Het gaat om 139 plekken verspreid over de twee landen, die jaren aan het voorstel hebben gewerkt. Duitsland en de geallieerden vochten daar tussen 1914 en 1918 een oorlog uit waarbij vele slachtoffers vielen. Tienduizenden omgekomen soldaten van verschillende nationaliteiten kregen hun laatste rustplaats op begraafplaatsen in het noorden van België en oosten van Frankrijk, waar soms ook herdenkingsmonumenten staan.
Een van de nieuwe toevoegingen aan de lijst is de Menenpoort. Dat herdenkingsmonument staat in de stad Ieper, waar in de Eerste Wereldoorlog meerdere slagen zijn geleverd en honderdduizenden doden vielen. Bij het monument wordt al sinds 1928 iedere avond The Last Post geblazen ter nagedachtenis aan de doden.
De burgemeester van Ieper spreekt van „een erkenning” voor de organisaties de herinnering aan de Eerste Wereldoorlog levend proberen te houden, maar ook „een opsteker” voor de toeristische sector. „Hoewel het toerisme nu weer op volle toeren draait, kende de sector enkele moeilijke jaren. Deze erkenning zal nog meer toeristen naar onze vredesstad lokken”, aldus Emmily Talpe.
In 1972 kwam het Werelderfgoedverdrag tot stand dat als doel heeft om erfgoed dat „van unieke en universele waarde is voor de mensheid” te behouden voor toekomstige generaties.

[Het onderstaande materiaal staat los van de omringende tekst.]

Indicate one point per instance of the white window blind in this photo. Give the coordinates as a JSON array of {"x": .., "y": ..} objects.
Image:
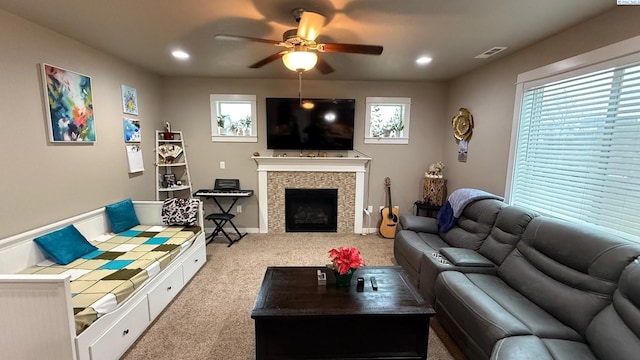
[{"x": 578, "y": 150}]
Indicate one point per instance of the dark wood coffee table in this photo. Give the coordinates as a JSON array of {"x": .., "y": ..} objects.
[{"x": 295, "y": 318}]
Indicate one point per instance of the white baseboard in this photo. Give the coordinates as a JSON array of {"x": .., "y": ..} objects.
[{"x": 230, "y": 231}]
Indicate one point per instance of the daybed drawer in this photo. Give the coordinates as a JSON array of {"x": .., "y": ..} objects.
[
  {"x": 161, "y": 295},
  {"x": 119, "y": 337},
  {"x": 194, "y": 262}
]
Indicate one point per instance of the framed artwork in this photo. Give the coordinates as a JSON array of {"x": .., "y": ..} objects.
[
  {"x": 168, "y": 180},
  {"x": 69, "y": 105},
  {"x": 129, "y": 100},
  {"x": 131, "y": 129}
]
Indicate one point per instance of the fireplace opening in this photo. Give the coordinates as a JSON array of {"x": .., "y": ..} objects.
[{"x": 311, "y": 210}]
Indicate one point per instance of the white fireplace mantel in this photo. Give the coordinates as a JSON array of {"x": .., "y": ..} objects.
[{"x": 266, "y": 164}]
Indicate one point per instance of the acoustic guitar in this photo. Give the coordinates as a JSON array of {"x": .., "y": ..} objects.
[{"x": 389, "y": 215}]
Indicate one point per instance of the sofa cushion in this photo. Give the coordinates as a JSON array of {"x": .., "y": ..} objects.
[
  {"x": 578, "y": 265},
  {"x": 488, "y": 310},
  {"x": 532, "y": 347},
  {"x": 615, "y": 332},
  {"x": 65, "y": 245},
  {"x": 419, "y": 223},
  {"x": 474, "y": 224},
  {"x": 408, "y": 248},
  {"x": 507, "y": 230},
  {"x": 465, "y": 257},
  {"x": 122, "y": 216}
]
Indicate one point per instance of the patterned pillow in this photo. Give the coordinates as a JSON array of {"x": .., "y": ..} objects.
[
  {"x": 64, "y": 245},
  {"x": 180, "y": 211}
]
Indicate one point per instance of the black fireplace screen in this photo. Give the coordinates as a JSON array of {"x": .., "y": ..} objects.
[{"x": 311, "y": 210}]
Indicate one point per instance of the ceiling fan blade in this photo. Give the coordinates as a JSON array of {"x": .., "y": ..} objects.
[
  {"x": 351, "y": 48},
  {"x": 323, "y": 66},
  {"x": 268, "y": 59},
  {"x": 245, "y": 38},
  {"x": 310, "y": 25}
]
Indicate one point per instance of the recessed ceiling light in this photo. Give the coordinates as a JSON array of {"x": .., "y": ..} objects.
[
  {"x": 423, "y": 60},
  {"x": 179, "y": 54}
]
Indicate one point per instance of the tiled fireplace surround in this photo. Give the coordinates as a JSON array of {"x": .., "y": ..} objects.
[{"x": 275, "y": 174}]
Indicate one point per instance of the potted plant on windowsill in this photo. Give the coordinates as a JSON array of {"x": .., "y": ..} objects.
[{"x": 221, "y": 128}]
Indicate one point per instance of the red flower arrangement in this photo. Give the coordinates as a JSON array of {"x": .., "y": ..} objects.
[{"x": 345, "y": 258}]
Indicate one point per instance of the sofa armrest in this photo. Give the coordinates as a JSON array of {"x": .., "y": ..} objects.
[
  {"x": 419, "y": 223},
  {"x": 465, "y": 257}
]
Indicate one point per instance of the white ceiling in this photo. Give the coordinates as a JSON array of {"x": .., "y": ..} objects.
[{"x": 452, "y": 32}]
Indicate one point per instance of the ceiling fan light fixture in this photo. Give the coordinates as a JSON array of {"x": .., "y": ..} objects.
[{"x": 300, "y": 60}]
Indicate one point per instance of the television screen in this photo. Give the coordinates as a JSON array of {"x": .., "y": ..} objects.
[{"x": 327, "y": 125}]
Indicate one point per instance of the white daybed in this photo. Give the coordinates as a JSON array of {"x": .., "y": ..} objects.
[{"x": 37, "y": 318}]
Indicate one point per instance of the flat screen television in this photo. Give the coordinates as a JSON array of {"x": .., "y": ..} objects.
[{"x": 326, "y": 126}]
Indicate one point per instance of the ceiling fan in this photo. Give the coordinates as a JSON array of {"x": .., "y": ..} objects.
[{"x": 300, "y": 45}]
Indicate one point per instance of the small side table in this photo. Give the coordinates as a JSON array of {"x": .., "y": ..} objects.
[{"x": 430, "y": 210}]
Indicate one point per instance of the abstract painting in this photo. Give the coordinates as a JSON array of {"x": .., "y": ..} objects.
[
  {"x": 131, "y": 130},
  {"x": 69, "y": 105},
  {"x": 129, "y": 100}
]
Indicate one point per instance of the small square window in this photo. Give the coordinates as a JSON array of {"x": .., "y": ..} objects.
[
  {"x": 233, "y": 118},
  {"x": 387, "y": 120}
]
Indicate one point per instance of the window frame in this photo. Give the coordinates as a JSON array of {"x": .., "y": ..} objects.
[
  {"x": 403, "y": 139},
  {"x": 618, "y": 54},
  {"x": 215, "y": 99}
]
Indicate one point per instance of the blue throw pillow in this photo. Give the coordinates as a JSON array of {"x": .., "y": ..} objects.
[
  {"x": 64, "y": 245},
  {"x": 122, "y": 216}
]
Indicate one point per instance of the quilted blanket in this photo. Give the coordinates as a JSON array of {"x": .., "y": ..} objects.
[{"x": 102, "y": 279}]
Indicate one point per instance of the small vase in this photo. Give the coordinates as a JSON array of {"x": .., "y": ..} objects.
[{"x": 345, "y": 279}]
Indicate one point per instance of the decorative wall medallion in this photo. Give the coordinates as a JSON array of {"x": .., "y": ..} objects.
[{"x": 462, "y": 125}]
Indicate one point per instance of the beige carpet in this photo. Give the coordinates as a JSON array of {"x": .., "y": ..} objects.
[{"x": 211, "y": 317}]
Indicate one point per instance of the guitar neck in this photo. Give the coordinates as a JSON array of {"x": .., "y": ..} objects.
[{"x": 390, "y": 206}]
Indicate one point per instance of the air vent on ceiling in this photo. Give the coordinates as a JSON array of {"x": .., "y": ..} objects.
[{"x": 489, "y": 53}]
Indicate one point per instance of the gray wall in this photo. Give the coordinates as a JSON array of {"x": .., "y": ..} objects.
[
  {"x": 186, "y": 105},
  {"x": 489, "y": 93},
  {"x": 43, "y": 182}
]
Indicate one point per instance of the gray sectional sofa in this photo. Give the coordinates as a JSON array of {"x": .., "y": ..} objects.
[{"x": 507, "y": 283}]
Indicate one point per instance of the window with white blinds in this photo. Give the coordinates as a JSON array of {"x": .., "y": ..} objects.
[{"x": 578, "y": 150}]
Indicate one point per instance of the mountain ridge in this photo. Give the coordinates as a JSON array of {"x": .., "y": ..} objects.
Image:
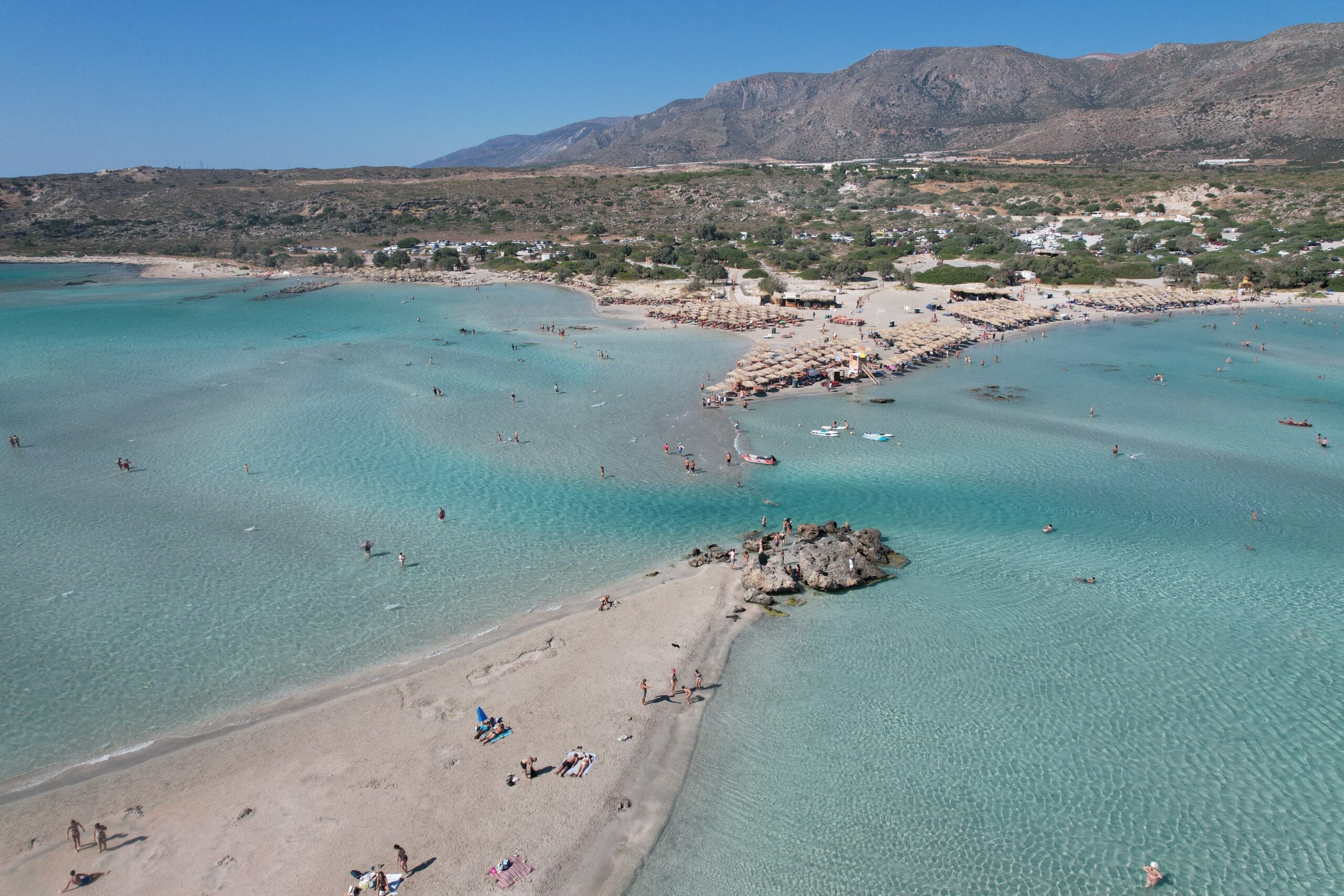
[{"x": 1277, "y": 94}]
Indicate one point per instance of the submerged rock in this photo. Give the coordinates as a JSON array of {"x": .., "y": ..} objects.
[
  {"x": 772, "y": 578},
  {"x": 834, "y": 565},
  {"x": 827, "y": 558}
]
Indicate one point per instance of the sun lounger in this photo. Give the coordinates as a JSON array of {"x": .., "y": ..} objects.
[{"x": 517, "y": 871}]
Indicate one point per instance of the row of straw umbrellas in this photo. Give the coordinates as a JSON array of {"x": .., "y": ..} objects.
[
  {"x": 915, "y": 342},
  {"x": 768, "y": 363},
  {"x": 1000, "y": 313},
  {"x": 1144, "y": 300},
  {"x": 723, "y": 315}
]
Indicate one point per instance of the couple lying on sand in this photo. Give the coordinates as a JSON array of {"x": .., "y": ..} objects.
[
  {"x": 494, "y": 730},
  {"x": 575, "y": 763}
]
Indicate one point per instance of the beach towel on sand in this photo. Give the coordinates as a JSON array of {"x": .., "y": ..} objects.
[
  {"x": 517, "y": 871},
  {"x": 366, "y": 883},
  {"x": 592, "y": 760}
]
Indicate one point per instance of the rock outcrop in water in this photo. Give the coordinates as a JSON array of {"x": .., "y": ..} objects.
[{"x": 826, "y": 558}]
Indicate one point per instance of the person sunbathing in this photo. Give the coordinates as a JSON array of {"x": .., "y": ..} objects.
[{"x": 82, "y": 879}]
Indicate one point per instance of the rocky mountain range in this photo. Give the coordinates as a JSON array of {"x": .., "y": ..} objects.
[{"x": 1278, "y": 96}]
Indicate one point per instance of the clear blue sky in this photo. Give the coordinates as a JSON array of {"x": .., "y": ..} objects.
[{"x": 89, "y": 85}]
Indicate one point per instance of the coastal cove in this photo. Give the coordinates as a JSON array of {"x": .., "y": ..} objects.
[{"x": 982, "y": 715}]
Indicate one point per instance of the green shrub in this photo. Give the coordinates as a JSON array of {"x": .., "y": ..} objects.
[
  {"x": 1132, "y": 270},
  {"x": 951, "y": 275}
]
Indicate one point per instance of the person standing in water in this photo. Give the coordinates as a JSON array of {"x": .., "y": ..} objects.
[{"x": 1153, "y": 875}]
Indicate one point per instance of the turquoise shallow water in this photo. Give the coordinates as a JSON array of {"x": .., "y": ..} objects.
[
  {"x": 980, "y": 724},
  {"x": 983, "y": 723},
  {"x": 135, "y": 604}
]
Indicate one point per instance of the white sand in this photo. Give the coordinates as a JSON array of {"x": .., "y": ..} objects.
[
  {"x": 156, "y": 267},
  {"x": 332, "y": 786}
]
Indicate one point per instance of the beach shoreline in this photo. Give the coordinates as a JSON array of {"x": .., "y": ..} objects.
[{"x": 560, "y": 678}]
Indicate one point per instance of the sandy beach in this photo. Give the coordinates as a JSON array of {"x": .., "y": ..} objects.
[
  {"x": 151, "y": 267},
  {"x": 292, "y": 804}
]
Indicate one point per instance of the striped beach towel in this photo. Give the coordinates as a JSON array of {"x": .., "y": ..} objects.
[{"x": 517, "y": 871}]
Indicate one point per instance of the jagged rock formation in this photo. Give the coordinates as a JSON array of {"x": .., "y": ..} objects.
[
  {"x": 826, "y": 558},
  {"x": 1278, "y": 96}
]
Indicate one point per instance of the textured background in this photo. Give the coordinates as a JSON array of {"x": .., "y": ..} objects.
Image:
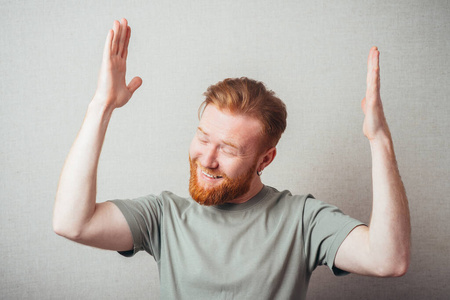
[{"x": 312, "y": 53}]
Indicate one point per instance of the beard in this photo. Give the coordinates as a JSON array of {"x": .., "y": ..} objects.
[{"x": 227, "y": 191}]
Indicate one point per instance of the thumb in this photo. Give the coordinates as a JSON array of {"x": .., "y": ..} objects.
[
  {"x": 363, "y": 105},
  {"x": 134, "y": 84}
]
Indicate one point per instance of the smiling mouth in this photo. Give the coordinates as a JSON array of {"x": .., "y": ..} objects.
[{"x": 211, "y": 176}]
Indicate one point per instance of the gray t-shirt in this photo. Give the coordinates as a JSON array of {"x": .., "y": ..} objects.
[{"x": 265, "y": 248}]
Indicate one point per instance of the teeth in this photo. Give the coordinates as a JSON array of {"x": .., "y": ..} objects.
[{"x": 211, "y": 176}]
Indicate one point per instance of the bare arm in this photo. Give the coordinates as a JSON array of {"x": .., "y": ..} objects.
[
  {"x": 76, "y": 214},
  {"x": 382, "y": 249}
]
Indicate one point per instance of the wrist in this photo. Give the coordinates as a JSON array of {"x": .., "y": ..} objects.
[{"x": 100, "y": 108}]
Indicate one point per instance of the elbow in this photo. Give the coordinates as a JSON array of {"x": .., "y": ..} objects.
[{"x": 395, "y": 268}]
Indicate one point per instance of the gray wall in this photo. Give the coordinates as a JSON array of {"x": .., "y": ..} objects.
[{"x": 313, "y": 54}]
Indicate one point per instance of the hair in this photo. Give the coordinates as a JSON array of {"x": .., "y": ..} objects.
[{"x": 251, "y": 98}]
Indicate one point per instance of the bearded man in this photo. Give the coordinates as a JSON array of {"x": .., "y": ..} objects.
[{"x": 234, "y": 238}]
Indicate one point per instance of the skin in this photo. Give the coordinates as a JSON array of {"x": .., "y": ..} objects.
[{"x": 220, "y": 148}]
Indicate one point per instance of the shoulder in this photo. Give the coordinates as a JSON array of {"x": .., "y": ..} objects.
[{"x": 285, "y": 197}]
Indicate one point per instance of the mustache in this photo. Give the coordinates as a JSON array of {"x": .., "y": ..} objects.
[{"x": 210, "y": 171}]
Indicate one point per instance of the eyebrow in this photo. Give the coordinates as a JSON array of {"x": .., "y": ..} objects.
[{"x": 224, "y": 142}]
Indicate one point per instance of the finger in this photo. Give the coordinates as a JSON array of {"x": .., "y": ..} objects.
[
  {"x": 134, "y": 84},
  {"x": 123, "y": 35},
  {"x": 115, "y": 41},
  {"x": 107, "y": 48},
  {"x": 127, "y": 41},
  {"x": 373, "y": 73}
]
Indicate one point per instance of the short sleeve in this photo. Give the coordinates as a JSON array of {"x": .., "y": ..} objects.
[
  {"x": 143, "y": 216},
  {"x": 324, "y": 228}
]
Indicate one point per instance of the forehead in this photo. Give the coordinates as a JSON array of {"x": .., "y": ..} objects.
[{"x": 244, "y": 131}]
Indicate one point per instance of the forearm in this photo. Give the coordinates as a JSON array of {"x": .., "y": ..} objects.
[
  {"x": 389, "y": 230},
  {"x": 76, "y": 193}
]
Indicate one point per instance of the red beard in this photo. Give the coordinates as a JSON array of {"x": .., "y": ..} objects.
[{"x": 227, "y": 191}]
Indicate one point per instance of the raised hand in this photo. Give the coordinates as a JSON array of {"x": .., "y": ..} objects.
[
  {"x": 375, "y": 125},
  {"x": 112, "y": 90}
]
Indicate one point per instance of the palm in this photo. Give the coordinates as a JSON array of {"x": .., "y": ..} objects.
[{"x": 112, "y": 87}]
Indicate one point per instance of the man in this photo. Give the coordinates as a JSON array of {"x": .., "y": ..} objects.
[{"x": 235, "y": 238}]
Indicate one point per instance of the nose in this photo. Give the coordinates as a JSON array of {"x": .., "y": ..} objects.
[{"x": 209, "y": 158}]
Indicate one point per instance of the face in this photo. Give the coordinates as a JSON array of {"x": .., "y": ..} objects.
[{"x": 224, "y": 157}]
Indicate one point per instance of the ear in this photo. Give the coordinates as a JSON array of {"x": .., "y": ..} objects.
[{"x": 266, "y": 158}]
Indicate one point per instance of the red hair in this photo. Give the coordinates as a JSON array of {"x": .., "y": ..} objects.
[{"x": 251, "y": 98}]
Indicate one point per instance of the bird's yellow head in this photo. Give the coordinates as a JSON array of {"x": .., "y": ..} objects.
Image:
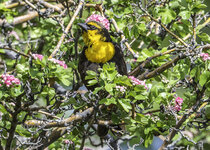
[
  {"x": 94, "y": 32},
  {"x": 100, "y": 48}
]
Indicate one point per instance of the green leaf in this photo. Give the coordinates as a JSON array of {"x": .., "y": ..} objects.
[
  {"x": 109, "y": 87},
  {"x": 142, "y": 27},
  {"x": 174, "y": 4},
  {"x": 205, "y": 37},
  {"x": 92, "y": 82},
  {"x": 204, "y": 78},
  {"x": 135, "y": 31},
  {"x": 193, "y": 72},
  {"x": 167, "y": 15},
  {"x": 125, "y": 103},
  {"x": 185, "y": 14},
  {"x": 207, "y": 111},
  {"x": 21, "y": 68},
  {"x": 126, "y": 32},
  {"x": 35, "y": 73},
  {"x": 108, "y": 101},
  {"x": 148, "y": 140},
  {"x": 140, "y": 97},
  {"x": 91, "y": 75}
]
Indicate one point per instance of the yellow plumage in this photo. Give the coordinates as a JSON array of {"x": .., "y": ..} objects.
[{"x": 98, "y": 51}]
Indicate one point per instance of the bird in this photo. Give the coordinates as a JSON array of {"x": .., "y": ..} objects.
[{"x": 99, "y": 49}]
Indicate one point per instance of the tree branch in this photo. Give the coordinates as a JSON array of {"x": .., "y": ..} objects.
[{"x": 67, "y": 29}]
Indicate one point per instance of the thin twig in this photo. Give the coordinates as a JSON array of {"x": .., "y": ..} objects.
[
  {"x": 174, "y": 35},
  {"x": 67, "y": 29},
  {"x": 123, "y": 38}
]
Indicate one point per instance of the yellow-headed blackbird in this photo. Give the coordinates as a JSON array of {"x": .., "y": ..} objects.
[{"x": 99, "y": 49}]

Er staan nu zo’n 1200 locaties op de prestigieuze lijst. Deze week is ook besloten het Eise Eisinga Planetarium in het Friese Franeker uit te roepen tot werelderfgoed. Nederland had al twaalf werelderfgoederen, waaronder de Waddenzee, de grachtengordel van Amsterdam en de molens van Kinderdijk.